Die Schweiz bleibt restriktiv

Die umstrittene Haltung der Schweizer Behörden zur Justiziabilität der WSK-Rechte spiegelt sich auf internationaler Ebene in ihrer restriktiven Haltung bei den Verhandlungen über das Fakultativprotokoll zum Pakt wider. Nichtsdestotrotz schloss sich die Schweiz bei der Verabschiedung des Fakultativprotokolls am 10. Dezember 2008 dem Konsens an.

Ihre restriktiven Positionen zum Gehalt und zur Durchsetzbarkeit der betreffenden Rechte bringt die Schweiz auch in ihren Berichten an den UNO-Ausschuss für WSK-Rechte zum Ausdruck. 1998 und 2010 argumentierte sie, dass die Bestimmungen des Internationalen Paktes programmatische Grundsätze und Ziele, aber keine rechtlichen Verpflichtungen darstellen. In ihrem Bericht für die Überprüfung im Oktober 2019 vertritt sie diese Grundhaltung nach wie vor.

Die Stunde der Kohärenz hat geschlagen

Diese Position war zum Zeitpunkt der Annahme des Paktes vor mehr als fünfzig Jahren unter den Staaten und in der Lehre weit verbreitet. Heute ist die Schweiz einer der letzten Vertragsstaaten, der sie verteidigt. Der Begriff «Recht» taucht 59-mal im Internationalen Pakt über die WSK-Rechte auf, einem Menschenrechtsvertrag, der seiner Natur nach individuelle Rechte verankert und rechtliche Verpflichtungen der Vertragsstaaten festlegt. Diese Auslegung wurde in sehr zahlreichen Fällen durch die Rechtsdoktrin unterstrichen und vom Internationalen Gerichtshof bestätigt.

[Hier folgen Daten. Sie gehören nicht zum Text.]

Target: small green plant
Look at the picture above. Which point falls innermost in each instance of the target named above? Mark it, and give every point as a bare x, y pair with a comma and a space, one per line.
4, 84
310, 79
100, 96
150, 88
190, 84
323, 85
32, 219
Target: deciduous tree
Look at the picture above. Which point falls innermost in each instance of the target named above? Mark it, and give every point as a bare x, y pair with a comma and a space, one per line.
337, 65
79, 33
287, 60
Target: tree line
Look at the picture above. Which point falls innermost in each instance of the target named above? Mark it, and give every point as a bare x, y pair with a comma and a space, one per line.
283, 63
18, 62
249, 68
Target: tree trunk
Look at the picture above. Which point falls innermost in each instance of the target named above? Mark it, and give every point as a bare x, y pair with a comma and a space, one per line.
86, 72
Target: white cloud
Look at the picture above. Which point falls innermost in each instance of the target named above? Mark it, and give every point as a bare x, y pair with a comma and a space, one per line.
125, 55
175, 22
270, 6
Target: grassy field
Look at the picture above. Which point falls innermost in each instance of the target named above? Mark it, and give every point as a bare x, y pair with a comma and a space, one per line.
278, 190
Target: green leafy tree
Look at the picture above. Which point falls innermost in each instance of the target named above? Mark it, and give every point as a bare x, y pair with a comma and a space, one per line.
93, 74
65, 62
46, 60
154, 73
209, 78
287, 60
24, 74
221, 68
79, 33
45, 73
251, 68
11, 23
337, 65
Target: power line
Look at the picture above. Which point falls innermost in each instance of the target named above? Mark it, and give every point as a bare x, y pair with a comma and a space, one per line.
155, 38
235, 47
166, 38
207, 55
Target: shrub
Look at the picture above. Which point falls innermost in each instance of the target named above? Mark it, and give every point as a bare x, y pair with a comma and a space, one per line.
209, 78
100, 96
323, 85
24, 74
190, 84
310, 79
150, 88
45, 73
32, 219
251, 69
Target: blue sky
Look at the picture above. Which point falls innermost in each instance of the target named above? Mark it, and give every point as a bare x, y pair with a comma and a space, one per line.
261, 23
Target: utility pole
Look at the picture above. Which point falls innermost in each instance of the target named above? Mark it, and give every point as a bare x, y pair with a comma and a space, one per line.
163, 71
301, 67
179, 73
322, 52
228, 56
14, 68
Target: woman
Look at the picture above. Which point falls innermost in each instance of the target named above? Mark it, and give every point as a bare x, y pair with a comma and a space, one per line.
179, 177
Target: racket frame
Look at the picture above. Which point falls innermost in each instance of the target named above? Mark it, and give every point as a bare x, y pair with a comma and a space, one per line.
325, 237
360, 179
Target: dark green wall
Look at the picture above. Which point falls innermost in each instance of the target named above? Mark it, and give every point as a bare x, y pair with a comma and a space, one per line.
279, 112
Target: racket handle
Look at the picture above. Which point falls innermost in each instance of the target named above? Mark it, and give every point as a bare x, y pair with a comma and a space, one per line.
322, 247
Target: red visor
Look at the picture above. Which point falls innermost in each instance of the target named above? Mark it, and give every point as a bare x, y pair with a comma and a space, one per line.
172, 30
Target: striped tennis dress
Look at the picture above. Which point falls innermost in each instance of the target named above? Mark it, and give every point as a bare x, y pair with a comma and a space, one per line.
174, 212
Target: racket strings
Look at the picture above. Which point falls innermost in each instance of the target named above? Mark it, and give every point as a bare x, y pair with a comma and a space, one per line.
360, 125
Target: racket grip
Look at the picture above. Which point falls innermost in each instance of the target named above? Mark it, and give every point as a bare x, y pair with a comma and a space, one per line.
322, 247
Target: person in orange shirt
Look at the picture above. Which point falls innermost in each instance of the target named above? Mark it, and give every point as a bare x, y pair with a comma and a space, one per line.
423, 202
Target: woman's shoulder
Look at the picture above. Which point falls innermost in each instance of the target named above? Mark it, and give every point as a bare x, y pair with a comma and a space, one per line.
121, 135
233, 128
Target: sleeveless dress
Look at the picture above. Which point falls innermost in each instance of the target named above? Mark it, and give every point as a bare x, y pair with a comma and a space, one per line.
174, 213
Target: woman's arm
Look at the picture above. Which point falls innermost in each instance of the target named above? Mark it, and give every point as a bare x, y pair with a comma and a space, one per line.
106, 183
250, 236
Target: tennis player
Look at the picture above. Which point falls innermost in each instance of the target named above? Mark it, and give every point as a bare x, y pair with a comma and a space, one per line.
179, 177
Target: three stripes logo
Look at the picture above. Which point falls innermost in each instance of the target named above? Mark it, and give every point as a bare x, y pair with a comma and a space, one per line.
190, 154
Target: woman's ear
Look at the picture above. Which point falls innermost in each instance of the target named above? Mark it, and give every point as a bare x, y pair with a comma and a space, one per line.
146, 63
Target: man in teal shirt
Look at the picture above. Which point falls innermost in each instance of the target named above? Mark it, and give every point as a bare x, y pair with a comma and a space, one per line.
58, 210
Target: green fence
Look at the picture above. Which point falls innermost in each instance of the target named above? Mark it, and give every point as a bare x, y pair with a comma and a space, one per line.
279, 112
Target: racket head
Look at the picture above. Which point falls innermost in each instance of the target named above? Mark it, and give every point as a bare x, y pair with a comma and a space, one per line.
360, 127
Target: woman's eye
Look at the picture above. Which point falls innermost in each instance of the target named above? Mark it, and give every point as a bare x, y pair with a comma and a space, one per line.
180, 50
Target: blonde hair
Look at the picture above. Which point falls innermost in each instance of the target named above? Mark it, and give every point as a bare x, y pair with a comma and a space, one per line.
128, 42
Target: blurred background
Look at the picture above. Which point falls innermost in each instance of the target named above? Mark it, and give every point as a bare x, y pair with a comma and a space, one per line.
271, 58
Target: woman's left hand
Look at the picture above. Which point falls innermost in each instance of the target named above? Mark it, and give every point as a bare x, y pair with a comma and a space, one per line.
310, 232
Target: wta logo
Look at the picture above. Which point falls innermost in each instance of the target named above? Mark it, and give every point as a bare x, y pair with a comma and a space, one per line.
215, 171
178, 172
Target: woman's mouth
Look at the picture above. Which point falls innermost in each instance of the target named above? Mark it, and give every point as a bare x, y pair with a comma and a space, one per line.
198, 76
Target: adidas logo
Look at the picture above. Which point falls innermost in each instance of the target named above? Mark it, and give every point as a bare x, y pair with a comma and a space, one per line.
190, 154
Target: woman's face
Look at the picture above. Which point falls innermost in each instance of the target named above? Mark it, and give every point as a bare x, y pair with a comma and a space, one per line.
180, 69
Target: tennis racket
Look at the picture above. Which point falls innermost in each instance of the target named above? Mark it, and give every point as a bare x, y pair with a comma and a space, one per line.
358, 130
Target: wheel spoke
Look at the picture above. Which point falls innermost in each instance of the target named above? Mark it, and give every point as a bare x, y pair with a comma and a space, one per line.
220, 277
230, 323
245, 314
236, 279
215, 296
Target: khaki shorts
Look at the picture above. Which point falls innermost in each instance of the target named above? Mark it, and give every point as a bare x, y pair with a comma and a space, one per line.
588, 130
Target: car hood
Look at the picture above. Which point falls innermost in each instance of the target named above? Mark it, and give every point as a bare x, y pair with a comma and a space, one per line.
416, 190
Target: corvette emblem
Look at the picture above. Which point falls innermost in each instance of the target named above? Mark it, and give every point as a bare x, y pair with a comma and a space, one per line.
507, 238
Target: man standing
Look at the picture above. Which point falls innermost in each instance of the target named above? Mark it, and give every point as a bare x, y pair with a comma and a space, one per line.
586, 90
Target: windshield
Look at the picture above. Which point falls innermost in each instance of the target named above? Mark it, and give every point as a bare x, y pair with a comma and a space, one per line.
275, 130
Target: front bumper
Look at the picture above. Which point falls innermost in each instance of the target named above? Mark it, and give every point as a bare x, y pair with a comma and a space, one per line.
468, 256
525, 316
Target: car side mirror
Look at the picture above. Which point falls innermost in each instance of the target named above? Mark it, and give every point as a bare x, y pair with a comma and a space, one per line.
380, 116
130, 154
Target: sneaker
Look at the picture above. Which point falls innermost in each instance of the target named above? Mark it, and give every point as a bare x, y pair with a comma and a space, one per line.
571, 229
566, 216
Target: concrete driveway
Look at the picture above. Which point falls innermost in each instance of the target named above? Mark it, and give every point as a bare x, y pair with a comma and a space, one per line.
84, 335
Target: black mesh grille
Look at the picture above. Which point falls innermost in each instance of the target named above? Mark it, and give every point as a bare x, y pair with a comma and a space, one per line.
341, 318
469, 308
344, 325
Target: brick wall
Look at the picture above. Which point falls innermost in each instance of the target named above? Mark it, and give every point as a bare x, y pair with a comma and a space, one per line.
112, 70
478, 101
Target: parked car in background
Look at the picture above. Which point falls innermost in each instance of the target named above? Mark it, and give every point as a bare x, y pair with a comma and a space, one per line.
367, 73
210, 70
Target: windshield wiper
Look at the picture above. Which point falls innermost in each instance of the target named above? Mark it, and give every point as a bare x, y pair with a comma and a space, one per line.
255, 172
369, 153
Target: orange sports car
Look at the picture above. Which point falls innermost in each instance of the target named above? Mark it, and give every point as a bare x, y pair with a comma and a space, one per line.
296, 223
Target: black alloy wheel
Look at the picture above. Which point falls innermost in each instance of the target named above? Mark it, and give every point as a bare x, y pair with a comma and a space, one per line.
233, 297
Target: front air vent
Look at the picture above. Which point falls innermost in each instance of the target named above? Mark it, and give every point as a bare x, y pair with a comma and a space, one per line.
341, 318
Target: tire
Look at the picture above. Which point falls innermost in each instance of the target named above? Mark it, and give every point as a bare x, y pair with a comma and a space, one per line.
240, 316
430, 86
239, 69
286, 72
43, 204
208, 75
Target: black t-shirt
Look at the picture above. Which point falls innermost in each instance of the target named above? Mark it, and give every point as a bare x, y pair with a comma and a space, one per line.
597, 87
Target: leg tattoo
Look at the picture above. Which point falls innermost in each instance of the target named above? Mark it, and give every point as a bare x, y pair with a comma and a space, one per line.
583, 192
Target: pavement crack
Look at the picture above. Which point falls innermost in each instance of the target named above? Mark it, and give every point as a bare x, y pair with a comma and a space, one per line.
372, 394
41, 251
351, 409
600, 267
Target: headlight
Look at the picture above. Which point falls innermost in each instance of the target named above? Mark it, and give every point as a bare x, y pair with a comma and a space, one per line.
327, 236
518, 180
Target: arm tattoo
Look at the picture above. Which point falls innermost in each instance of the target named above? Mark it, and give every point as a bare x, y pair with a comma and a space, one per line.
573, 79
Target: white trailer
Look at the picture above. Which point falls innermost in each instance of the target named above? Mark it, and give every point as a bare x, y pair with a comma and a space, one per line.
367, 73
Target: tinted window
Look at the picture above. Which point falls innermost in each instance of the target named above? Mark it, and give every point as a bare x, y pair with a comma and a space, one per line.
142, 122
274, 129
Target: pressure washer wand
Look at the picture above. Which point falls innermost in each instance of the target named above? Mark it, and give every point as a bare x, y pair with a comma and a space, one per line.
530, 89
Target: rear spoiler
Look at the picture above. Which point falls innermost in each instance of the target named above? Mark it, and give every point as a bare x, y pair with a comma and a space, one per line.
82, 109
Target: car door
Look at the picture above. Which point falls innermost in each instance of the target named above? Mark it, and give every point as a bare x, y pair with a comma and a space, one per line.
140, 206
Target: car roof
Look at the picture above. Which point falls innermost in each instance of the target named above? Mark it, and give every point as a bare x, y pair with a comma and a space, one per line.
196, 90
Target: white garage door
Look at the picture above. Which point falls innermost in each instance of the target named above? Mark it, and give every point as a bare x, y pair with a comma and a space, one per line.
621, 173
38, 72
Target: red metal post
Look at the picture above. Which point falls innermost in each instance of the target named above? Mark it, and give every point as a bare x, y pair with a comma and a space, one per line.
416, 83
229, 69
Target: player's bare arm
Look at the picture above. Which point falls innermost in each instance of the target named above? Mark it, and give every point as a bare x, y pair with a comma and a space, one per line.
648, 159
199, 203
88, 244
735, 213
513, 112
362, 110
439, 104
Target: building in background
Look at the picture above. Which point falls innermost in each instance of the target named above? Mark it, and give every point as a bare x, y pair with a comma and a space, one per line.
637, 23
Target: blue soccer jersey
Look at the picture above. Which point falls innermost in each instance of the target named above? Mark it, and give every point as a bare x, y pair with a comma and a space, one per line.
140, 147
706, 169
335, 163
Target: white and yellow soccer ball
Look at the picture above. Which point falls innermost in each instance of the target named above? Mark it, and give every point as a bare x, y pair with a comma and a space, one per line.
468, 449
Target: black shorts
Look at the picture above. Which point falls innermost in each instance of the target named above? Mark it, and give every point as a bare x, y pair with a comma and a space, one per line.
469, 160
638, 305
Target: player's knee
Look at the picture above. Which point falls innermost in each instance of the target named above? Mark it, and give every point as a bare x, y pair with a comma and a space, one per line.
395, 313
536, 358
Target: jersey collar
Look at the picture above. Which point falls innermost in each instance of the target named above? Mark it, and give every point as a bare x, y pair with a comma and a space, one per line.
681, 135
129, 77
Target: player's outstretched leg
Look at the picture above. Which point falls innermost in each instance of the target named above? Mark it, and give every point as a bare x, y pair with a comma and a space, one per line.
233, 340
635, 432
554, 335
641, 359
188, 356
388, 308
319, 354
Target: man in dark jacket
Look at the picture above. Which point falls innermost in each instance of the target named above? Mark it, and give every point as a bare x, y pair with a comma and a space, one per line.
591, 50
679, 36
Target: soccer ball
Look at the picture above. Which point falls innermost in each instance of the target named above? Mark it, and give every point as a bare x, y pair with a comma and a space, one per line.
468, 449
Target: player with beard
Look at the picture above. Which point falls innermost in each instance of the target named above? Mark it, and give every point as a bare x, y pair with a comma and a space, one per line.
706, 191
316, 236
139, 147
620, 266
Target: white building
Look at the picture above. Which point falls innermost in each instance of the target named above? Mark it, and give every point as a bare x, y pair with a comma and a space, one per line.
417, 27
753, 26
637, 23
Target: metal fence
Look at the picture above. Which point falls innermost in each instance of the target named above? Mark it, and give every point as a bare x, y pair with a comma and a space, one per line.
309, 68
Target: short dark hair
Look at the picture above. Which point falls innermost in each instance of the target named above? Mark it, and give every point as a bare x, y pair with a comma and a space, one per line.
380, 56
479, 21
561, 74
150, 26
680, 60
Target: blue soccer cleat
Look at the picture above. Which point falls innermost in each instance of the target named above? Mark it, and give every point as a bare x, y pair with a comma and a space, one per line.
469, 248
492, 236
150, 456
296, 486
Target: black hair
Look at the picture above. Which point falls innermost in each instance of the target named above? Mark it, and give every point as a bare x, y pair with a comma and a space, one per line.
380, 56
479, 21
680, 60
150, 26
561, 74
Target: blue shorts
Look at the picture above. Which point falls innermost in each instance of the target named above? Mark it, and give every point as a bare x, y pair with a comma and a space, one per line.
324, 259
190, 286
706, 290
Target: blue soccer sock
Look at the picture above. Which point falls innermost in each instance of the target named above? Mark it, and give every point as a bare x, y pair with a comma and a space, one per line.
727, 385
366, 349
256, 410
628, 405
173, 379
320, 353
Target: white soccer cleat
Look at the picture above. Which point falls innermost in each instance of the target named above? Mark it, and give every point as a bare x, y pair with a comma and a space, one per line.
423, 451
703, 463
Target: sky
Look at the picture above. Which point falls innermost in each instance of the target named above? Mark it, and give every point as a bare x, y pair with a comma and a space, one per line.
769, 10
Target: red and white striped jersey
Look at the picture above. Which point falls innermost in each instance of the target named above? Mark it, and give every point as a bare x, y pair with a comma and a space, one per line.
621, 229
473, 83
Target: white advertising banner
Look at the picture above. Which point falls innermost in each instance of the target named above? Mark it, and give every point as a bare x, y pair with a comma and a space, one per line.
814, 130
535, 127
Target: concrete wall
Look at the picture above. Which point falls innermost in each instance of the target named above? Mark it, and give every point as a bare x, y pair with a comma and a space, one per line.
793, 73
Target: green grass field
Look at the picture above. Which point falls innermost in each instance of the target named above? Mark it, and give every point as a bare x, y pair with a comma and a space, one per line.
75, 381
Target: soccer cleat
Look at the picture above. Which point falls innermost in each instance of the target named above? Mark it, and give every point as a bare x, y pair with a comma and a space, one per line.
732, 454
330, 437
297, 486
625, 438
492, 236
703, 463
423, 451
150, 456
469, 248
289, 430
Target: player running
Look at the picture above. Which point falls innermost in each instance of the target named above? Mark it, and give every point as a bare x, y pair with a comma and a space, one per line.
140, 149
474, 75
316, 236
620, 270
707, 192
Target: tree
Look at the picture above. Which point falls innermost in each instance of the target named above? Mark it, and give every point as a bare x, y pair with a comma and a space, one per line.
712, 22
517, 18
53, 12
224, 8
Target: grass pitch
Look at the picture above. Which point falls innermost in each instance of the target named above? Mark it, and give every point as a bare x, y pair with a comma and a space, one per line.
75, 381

Logischerweise kritisiert der UNO-Ausschuss die Schweizer Position immer wieder. Im Jahr 2010 bedauerte er «die anhaltende Haltung des Vertragsstaates, gemäss derer die meisten Bestimmungen des Pakts lediglich programmatische Vorgaben und soziale Ziele und keine rechtlich verbindlichen Bestimmungen darstellen». Er empfahl der Schweiz, «Massnahmen zu treffen, um eine umfassende Gesetzgebung zu beschliessen, die allen wirtschaftlichen, sozialen und kulturellen Rechten auf Ebene des Bundes und der Kantone einheitlich Geltung verschafft.» Weiter empfahl er, «einen wirksamen Mechanismus zu etablieren, um die Kompatibilität des Landesrechts mit dem Pakt sicherzustellen und bei Verstössen gegen die im Pakt verankerten Rechte wirksame Rechtsmittel vorzusehen».

Die Überprüfung der Schweiz im Oktober 2019, angereichert durch den Schattenbericht der zivilgesellschaftlichen Organisationen unter dem Dach der NGO-Plattform Menschenrechte Schweiz, bietet eine grosse Chance, zu einer grösseren Anerkennung der Bedeutung und des rechtlichen Werts der sozialen, wirtschaftlichen und kulturellen Menschenrechte in unserem Land zu gelangen.